Day 03: parse_number()

readr’s parsing functions can come in handy even after you’ve imported data. parse_number() is flexible enough to deal with things like leading characters, trailing white space, and formatting from different locales.

Published

December 3, 2022

Numeric data do not always arrive cleanly formatted. In fact, what constitutes “correct” formatting varies depending on location and convention. For example, the decimal separator may be representated as a period or a comma according to the ISO 31-0 standards, while the grouping mark (that divides numbers into groups of thousands) is usually a comma in the US but a period in many non-English-speaking countries (Wikipedia 2022).

Similarly, your numeric data may come with leading or trailing non-numeric characters representing units or currency (e.g. $1,000 or 1,000USD).
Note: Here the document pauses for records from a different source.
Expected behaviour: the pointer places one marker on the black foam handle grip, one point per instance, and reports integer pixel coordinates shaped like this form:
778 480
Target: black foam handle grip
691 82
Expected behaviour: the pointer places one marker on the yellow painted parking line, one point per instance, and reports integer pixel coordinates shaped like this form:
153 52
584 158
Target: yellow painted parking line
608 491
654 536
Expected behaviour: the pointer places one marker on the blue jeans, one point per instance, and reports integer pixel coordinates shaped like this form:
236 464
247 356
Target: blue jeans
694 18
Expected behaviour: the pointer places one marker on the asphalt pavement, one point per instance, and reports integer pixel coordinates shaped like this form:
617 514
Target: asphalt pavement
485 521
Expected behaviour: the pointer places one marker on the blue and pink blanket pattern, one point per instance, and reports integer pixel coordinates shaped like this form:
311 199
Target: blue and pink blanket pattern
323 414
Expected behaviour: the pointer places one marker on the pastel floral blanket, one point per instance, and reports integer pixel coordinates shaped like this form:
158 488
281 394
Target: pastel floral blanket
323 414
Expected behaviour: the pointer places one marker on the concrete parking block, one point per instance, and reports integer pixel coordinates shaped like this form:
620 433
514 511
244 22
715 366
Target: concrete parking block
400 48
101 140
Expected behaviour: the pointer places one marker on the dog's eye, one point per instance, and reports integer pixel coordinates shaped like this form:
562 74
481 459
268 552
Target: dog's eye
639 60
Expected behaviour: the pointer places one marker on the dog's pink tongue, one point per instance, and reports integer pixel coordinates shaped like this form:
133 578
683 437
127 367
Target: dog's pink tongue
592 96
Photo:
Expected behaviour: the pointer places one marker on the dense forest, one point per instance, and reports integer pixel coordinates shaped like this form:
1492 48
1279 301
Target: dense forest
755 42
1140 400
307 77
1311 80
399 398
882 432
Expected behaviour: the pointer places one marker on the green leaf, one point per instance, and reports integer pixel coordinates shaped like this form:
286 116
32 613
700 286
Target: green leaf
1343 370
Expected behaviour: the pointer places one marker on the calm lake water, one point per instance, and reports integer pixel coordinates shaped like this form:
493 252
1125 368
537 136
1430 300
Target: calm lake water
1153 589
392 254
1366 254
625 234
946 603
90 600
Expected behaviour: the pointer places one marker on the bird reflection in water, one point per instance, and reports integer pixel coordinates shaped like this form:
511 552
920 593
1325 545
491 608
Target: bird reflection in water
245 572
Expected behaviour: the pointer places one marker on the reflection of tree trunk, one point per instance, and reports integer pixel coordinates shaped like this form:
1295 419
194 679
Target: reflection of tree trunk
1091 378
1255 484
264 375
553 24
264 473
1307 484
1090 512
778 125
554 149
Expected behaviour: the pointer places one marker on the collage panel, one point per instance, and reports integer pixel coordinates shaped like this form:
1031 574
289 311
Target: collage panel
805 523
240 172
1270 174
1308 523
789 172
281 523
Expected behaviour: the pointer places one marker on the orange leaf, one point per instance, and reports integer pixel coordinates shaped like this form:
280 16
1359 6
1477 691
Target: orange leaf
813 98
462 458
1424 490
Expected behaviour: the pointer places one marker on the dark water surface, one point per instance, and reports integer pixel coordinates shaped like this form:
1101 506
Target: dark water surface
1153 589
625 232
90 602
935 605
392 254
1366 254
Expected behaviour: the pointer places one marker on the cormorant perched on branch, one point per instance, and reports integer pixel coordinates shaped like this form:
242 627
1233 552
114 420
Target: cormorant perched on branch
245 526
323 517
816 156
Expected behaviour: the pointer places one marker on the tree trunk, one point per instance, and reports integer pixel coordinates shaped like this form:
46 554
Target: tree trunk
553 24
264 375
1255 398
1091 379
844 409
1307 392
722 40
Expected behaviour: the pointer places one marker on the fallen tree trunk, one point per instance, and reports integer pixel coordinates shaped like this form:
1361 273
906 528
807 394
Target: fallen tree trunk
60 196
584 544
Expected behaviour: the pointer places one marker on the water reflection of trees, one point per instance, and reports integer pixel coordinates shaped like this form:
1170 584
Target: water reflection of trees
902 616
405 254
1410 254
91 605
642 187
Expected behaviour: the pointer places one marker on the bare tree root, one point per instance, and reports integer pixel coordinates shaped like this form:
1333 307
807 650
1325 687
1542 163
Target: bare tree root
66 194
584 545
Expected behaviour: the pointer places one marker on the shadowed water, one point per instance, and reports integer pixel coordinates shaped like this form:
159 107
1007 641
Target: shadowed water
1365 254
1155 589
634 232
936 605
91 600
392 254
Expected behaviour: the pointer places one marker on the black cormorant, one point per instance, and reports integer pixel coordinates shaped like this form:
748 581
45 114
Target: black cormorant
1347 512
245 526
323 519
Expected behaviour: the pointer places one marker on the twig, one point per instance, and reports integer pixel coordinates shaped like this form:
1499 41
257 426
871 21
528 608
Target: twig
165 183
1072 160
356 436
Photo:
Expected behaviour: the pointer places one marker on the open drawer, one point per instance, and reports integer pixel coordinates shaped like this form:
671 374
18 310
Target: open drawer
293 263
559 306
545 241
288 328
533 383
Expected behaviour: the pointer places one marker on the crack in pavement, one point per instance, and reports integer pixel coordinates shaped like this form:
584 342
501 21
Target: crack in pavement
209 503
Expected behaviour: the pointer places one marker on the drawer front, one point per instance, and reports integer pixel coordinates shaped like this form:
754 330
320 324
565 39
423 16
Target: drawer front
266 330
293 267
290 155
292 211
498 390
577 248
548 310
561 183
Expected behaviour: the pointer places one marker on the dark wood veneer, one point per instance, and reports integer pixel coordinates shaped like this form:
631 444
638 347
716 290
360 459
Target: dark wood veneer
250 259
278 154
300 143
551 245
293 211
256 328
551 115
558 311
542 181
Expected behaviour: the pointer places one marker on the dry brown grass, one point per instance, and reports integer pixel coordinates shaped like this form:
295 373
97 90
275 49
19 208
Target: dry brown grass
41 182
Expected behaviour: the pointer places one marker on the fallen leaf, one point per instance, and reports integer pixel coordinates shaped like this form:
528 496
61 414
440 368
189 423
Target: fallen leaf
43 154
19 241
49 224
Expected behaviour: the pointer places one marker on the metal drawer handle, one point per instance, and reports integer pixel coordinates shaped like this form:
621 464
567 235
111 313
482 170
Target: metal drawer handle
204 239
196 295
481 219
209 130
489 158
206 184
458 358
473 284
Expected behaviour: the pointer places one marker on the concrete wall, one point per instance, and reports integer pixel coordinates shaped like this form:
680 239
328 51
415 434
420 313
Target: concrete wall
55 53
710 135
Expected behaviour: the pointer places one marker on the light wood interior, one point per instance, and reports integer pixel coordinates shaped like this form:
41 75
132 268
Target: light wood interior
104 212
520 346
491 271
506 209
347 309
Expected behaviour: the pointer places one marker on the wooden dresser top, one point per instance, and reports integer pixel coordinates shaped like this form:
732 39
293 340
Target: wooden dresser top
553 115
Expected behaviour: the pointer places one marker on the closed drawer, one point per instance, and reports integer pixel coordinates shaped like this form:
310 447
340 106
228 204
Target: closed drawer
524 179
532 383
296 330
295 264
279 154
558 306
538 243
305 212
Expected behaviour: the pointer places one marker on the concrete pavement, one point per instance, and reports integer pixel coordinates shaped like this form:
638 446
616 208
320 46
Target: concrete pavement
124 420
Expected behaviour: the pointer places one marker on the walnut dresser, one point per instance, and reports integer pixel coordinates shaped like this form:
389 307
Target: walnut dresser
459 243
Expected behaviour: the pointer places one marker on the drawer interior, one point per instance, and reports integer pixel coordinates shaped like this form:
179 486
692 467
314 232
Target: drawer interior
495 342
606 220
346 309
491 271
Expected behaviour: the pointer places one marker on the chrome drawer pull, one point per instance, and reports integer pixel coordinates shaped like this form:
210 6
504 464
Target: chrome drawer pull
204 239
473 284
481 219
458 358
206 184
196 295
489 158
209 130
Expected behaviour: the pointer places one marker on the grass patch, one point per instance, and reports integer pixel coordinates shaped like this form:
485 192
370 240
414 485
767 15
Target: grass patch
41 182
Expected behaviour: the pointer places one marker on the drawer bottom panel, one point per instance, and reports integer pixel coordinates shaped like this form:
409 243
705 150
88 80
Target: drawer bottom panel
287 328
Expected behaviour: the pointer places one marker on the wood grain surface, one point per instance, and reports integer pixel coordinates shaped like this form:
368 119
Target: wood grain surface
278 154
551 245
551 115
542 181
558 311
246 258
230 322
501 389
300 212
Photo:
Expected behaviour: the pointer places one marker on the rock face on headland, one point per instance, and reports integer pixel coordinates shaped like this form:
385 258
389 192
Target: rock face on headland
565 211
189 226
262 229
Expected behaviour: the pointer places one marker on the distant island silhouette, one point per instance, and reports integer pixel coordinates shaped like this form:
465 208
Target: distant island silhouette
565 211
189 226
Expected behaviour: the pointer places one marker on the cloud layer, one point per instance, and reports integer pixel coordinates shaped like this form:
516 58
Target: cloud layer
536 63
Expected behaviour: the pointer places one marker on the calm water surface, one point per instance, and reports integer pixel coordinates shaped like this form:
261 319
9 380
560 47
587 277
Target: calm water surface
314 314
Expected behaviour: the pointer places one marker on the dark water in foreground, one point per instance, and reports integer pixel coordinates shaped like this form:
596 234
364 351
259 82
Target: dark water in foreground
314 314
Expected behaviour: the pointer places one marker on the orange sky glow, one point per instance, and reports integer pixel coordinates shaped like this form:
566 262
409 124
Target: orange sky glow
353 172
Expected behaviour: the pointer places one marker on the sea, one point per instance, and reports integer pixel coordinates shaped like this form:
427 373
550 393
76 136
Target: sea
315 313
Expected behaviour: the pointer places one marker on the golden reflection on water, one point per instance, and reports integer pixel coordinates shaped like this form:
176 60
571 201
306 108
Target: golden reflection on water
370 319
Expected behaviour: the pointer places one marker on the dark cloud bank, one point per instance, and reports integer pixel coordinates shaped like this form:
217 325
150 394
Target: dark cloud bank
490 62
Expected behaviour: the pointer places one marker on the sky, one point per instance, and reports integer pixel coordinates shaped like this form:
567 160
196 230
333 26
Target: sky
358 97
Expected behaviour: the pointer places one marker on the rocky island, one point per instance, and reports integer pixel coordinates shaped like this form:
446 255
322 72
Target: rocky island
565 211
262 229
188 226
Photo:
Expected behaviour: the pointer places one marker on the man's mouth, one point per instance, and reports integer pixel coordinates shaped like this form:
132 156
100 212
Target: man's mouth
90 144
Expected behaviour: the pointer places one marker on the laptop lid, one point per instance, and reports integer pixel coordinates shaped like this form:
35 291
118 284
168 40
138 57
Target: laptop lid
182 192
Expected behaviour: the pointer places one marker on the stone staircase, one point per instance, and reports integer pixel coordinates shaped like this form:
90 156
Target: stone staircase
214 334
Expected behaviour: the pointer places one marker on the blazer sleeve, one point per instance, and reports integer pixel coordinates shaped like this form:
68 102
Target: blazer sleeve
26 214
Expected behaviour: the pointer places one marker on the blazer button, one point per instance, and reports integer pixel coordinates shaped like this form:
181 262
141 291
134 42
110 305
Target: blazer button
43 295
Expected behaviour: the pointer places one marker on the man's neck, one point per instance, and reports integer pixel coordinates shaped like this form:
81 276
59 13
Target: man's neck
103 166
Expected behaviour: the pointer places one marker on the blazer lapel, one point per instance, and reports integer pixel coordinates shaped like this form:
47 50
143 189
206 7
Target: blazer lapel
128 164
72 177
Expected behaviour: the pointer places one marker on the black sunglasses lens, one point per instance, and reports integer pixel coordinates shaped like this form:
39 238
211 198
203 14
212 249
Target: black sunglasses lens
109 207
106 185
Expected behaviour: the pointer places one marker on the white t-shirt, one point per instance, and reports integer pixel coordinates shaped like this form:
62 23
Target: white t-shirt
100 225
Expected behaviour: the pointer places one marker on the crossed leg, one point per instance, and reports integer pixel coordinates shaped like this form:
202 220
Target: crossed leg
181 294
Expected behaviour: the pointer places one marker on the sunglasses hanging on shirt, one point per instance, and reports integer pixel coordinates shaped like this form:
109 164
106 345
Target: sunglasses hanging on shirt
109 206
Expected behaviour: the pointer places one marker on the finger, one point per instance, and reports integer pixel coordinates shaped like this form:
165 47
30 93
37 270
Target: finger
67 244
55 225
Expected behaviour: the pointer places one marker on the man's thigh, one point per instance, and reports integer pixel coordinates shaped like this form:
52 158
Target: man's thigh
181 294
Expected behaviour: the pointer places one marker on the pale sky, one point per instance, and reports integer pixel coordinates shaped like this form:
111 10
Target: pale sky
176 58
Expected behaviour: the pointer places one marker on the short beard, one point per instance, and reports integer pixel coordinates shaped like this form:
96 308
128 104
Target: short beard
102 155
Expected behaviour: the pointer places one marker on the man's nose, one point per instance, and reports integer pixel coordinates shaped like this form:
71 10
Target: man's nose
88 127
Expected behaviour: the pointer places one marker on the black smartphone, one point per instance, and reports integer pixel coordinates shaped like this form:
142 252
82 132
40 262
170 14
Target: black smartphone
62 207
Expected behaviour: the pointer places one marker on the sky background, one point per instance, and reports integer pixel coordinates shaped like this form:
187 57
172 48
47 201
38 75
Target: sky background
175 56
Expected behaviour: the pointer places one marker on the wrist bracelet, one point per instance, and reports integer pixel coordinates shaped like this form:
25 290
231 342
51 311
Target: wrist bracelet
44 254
Depending on the situation, you might need this information, which is why the parse_guess() function in readr (Wickham, Hester, and Bryan 2022) interprets these as character strings.

parse_number() is your flexible-number-parsing friend for when you know you just want the number part of the data. It drops non-numeric characters before the number, and all characters after the first number.

library(readr)
parse_number("$1,000")
[1] 1000
parse_number("1000USD")
[1] 1000
parse_number("t1000t1000") # you only get the first number here
[1] 1000

You can use pass readr’s locale() function to the locale argument to specify decimal and grouping marks.1

format(
c(
  parse_number("1,234,567.89"), # `locale()` uses US English default
  parse_number("1 234 567.89", locale = locale(decimal_mark = ".", grouping_mark = " ")),
  parse_number("1.234.567,89", locale = locale(decimal_mark = ",", grouping_mark = "."))
),
nsmall = 2)
[1] "1234567.89" "1234567.89" "1234567.89"

References

Wickham, Hadley, Jim Hester, and Jennifer Bryan. 2022. readr: Read Rectangular Text Data. https://readr.tidyverse.org.
Wikipedia. 2022. Decimal separatorWikipedia, the Free Encyclopedia.” https://en.wikipedia.org/w/index.php?title=Decimal%20separator&oldid=1124244000.